A new study may provide some clues and it has to do with how wrinkly an old person’s face is.
Young people — and when I say young, actually, up to early adult-aged — are really bad at figuring out the emotions of someone with a really wrinkly face.
The study found that things like wrinkles and folds in skin get interpreted as facial expressions — exaggerated frowns or angry eyes. Older people apparently don’t misinterpret the wrinkles as much. The researchers presume this is because they have more experience reading the emotions of their fellow saggy-skinned.
The study, published in the online Journal of Experimental Social Psychology, worked like this, according to MSNBC:
… [R]esearchers asked 65 college students to view computer-generated black and white faces. They viewed faces of three men and three women who were young (ages 19 to 21) or old (ages 76 to 83) displaying one of four facial expressions: neutral, happy, sad, or angry.
Participants were asked to rate the emotional expression on the person’s face on a scale from 1 for “not at all intense” to 7 for “very intense.”
Young people were were most accurate in recognizing an angry expression and least accurate in judging sadness in old faces.
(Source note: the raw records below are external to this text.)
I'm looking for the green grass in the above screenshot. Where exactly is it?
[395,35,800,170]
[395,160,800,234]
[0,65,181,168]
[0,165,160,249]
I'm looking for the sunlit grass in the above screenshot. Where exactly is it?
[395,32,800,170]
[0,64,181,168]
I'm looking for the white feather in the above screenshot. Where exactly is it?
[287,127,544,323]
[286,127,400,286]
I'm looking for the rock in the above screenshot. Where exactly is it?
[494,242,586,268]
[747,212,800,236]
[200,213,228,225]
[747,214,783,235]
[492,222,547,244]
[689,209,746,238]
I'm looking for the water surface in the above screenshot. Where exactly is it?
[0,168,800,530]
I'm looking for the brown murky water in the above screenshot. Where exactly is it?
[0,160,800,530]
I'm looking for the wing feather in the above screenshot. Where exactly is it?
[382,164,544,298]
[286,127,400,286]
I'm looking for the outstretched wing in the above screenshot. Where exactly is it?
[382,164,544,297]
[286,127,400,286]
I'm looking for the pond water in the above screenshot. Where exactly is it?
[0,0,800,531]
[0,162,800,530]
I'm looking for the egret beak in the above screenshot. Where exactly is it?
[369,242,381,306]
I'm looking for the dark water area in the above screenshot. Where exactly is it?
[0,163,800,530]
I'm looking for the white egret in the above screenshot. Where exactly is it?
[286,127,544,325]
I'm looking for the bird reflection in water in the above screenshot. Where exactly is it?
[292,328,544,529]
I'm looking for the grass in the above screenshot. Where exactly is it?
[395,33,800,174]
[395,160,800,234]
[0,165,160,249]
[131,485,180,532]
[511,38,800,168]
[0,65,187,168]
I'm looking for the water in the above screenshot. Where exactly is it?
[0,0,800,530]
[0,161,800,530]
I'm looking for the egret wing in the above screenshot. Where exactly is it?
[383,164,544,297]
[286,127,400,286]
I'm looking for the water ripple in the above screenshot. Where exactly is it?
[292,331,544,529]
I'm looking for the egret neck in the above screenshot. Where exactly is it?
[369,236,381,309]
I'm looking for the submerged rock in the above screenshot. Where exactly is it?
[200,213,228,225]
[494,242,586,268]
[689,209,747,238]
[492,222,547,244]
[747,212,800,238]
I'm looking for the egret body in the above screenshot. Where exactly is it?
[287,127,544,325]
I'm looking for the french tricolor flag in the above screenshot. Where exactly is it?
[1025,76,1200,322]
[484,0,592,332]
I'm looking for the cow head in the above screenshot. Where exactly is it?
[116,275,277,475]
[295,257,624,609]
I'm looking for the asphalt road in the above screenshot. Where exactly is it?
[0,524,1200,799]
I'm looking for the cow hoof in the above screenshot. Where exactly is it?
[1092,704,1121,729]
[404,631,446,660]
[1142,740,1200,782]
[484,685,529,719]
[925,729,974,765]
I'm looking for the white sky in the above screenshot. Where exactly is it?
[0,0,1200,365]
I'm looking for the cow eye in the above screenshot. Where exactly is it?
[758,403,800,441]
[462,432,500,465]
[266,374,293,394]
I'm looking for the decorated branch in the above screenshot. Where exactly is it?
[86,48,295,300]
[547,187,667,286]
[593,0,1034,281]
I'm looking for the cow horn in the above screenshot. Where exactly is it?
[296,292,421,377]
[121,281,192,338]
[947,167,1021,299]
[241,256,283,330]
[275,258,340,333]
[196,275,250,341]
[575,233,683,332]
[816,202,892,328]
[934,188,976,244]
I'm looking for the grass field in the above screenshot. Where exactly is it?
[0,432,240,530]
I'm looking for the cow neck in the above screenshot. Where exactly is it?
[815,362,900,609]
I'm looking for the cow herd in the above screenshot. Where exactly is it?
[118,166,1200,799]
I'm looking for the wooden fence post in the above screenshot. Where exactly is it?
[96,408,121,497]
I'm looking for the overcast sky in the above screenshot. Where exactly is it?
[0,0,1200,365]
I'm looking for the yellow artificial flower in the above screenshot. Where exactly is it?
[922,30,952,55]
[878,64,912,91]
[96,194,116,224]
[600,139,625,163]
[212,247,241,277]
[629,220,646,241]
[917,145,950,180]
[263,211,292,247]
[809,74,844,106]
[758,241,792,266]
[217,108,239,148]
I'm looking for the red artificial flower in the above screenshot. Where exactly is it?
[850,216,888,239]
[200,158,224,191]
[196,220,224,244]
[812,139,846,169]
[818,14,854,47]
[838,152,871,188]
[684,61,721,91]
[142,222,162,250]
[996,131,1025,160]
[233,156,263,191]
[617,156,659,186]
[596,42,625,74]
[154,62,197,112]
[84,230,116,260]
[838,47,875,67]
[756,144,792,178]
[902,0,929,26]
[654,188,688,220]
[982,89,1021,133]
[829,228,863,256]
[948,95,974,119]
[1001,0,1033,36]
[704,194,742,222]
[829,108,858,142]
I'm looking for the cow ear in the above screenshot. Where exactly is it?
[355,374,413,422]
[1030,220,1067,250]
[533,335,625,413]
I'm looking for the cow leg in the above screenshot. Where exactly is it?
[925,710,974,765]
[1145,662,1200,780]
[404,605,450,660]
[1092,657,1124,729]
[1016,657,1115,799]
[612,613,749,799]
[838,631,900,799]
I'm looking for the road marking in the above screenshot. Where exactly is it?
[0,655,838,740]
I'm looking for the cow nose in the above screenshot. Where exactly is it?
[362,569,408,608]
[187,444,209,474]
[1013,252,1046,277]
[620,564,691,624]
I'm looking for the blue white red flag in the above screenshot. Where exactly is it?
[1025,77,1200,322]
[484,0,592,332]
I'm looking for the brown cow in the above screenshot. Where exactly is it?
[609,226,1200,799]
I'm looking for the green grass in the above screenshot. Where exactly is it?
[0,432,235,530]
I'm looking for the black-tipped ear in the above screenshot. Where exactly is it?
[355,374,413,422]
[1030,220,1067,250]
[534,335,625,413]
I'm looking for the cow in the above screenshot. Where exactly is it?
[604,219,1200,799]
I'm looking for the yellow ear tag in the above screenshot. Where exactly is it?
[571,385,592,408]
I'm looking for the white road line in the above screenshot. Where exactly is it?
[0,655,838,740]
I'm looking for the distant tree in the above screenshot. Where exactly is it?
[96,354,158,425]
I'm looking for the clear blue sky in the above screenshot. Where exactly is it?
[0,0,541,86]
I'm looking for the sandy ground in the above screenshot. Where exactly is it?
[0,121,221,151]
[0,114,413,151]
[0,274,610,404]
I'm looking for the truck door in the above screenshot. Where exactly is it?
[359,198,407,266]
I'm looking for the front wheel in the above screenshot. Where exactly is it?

They perceived happy faces in older people as showing less overall emotion than a younger person.
The study found that a facial expression, such as pure anger, on an older face is perceived differently — and less clearly — than the very same expression displayed on a younger person.
Even in a neutral face, study participants thought more emotion was being expressed in the older face than the younger one.
So maybe when an old granny stuck her face in my kids’ faces, they thought she was going to shout invective, rather than tickle them under the chin. Damn wrinkles!
Do your kids seem to fear old people? Do you think wrinkles might be the reason?